Abstract:
Introduction: Bone tissue regeneration following grafting is a complex biochemical and cellular
process that requires balanced osteoblast activity, controlled osteoclast resorption, and adequate
vascularization. In oncologic patients, chemotherapy and radiotherapy significantly disrupt systemic
redox homeostasis, leading to excessive production of reactive oxygen species (ROS). Elevated
oxidative stress may interfere with normal bone remodeling and compromise graft incorporation. The
objective of the study was to elucidate the biochemical mechanisms through which oxidative
imbalance affects bone graft integration after cancer treatment.
Material and methods: A narrative literature review was performed, using 10 articles from 2016-
2026, including data from ScienceDirect, PubMed Central, Biomed Central, MedScape, and others,
focusing on experimental and clinical studies evaluating oxidative stress biomarkers, mitochondrial
dysfunction, and alterations in bone cell metabolism in patients undergoing oncologic therapy.

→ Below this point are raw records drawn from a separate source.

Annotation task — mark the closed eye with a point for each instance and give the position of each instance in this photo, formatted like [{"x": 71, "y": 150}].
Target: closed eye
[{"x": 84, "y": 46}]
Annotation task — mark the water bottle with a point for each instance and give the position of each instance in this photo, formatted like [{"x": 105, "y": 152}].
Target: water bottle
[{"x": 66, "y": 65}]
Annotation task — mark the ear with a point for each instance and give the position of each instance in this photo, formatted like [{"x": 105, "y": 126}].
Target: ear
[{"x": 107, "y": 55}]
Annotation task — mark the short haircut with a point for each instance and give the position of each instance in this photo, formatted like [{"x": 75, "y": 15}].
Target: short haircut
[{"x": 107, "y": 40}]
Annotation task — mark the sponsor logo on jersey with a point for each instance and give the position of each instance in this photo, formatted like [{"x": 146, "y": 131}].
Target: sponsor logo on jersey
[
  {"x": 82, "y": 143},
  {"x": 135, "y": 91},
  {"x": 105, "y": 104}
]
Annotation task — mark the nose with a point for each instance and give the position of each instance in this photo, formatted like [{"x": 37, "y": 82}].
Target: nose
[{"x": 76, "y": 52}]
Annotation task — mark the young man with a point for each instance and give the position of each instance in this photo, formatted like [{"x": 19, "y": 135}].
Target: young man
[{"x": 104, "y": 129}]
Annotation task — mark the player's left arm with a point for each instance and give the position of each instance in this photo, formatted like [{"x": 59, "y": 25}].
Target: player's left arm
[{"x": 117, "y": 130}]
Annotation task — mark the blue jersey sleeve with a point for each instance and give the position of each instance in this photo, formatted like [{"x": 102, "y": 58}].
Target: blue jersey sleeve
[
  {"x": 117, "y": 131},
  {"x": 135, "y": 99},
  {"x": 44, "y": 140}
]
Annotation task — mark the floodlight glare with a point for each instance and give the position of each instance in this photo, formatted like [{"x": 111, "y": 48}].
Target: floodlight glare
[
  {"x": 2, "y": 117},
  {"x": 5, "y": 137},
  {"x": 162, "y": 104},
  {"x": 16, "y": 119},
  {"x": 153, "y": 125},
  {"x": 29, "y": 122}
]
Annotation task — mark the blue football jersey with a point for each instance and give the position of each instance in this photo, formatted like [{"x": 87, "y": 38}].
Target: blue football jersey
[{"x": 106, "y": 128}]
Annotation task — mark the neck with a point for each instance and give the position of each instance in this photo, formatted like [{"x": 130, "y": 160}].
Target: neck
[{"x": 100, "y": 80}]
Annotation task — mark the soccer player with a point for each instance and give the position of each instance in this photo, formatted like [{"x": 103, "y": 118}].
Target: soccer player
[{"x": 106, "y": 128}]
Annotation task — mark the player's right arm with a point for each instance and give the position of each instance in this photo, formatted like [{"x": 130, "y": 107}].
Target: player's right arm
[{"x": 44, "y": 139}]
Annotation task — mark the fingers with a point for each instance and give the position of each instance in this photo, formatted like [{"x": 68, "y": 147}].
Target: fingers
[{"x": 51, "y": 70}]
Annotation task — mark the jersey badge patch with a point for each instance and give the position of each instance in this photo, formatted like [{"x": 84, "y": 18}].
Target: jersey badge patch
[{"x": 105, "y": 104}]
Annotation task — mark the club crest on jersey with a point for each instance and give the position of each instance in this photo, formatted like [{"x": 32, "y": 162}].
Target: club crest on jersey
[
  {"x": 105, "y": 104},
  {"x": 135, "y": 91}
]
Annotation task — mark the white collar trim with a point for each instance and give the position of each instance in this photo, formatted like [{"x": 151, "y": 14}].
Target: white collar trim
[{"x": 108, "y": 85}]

Molecular pathways related to ROS generation, antioxidant defense systems, and intracellular
signaling involved in osteoblast and osteoclast regulation were examined.

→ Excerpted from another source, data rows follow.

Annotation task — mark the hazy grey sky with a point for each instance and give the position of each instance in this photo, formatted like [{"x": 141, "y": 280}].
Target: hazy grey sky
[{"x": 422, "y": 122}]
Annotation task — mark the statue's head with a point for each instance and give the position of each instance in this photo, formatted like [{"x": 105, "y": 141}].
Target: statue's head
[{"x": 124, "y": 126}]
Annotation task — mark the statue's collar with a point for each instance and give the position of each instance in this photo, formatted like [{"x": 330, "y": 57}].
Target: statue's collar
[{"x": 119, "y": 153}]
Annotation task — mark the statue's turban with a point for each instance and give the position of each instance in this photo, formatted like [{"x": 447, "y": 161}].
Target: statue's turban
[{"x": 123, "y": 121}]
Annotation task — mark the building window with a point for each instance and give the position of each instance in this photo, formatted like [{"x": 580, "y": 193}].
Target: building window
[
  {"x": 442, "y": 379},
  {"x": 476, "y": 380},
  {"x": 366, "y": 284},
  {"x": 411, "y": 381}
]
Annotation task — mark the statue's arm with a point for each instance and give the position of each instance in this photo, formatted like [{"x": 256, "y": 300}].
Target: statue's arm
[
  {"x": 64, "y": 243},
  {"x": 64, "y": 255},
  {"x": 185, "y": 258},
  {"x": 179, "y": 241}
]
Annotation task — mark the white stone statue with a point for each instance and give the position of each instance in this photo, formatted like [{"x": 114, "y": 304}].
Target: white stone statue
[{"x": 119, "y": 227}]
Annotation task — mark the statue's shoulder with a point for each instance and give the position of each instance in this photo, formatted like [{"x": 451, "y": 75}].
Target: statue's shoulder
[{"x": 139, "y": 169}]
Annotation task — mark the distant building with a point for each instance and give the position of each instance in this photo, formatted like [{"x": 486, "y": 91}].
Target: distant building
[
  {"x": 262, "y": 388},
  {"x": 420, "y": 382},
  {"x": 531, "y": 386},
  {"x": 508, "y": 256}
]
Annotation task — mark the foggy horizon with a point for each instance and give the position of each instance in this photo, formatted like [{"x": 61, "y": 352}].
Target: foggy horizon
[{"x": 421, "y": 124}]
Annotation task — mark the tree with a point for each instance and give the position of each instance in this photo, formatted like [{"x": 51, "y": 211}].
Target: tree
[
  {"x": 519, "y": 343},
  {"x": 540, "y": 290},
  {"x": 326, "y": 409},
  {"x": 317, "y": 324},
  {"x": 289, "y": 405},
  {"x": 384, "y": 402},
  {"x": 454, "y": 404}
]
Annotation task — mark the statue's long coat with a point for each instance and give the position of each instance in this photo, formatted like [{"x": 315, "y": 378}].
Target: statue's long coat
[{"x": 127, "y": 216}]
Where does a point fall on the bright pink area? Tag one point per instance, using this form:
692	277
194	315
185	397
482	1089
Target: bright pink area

Results: Increased ROS levels activate intracellular signaling cascades that promote osteoclast
differentiation and enhance bone resorption. At the same time, oxidative stress inhibits osteoblast
proliferation, reduces collagen type I synthesis, and decreases alkaline phosphatase activity, impairing
extracellular matrix formation and mineral deposition. Chemotherapeutic agents induce mitochondrial
dysfunction and reduce cellular energy availability, further compromising regenerative capacity.
Radiotherapy contributes to vascular damage, reduced osteocyte viability, and persistent inflammatory
signaling within bone tissue. Diminished antioxidant defenses, including superoxide dismutase and
glutathione-dependent pathways, exacerbate oxidative injury. This biochemical imbalance weakens
early graft stabilization and increases the risk of delayed healing or graft failure. Moreover, oxidative
stress alters angiogenic signaling pathways, reducing vascular endothelial growth factor (VEGF)

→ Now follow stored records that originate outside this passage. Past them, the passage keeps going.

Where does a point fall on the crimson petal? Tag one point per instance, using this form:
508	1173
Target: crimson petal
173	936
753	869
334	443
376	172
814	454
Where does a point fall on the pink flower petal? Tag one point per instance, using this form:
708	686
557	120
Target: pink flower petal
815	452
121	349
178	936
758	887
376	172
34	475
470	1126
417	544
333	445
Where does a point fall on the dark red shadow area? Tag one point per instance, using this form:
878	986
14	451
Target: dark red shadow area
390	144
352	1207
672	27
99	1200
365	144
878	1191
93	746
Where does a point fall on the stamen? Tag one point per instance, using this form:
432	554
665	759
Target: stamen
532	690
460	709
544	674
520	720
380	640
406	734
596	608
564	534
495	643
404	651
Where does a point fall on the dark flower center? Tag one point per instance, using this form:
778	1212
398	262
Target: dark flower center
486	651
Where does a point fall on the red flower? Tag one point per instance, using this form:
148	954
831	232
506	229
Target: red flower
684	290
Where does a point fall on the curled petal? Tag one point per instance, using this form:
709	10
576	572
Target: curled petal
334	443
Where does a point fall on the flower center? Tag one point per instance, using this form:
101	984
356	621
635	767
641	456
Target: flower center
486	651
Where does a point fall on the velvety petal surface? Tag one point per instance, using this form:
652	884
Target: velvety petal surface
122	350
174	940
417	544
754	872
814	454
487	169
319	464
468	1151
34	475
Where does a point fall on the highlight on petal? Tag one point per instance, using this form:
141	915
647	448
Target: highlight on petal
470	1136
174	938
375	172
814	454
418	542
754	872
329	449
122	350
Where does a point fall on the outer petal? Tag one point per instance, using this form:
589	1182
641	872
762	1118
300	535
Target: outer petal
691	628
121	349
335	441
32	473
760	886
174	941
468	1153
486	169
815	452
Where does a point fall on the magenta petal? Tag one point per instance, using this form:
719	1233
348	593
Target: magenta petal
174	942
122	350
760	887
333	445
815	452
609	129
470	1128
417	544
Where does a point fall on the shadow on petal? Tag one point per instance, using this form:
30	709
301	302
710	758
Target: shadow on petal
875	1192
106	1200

expression and impairing neovascularization essential for graft survival. Experimental findings suggest
that modulation of oxidative stress may partially restore osteoblastic activity and improve structural
graft incorporation.
Conclusion: Oxidative stress represents a significant biochemical determinant of impaired bone graft
integration in oncologic patients. Targeting redox imbalance may offer supportive therapeutic potential
in reconstructive protocols. Further clinical investigations are required to establish evidence-based
antioxidant strategies capable of improving transplantation outcomes.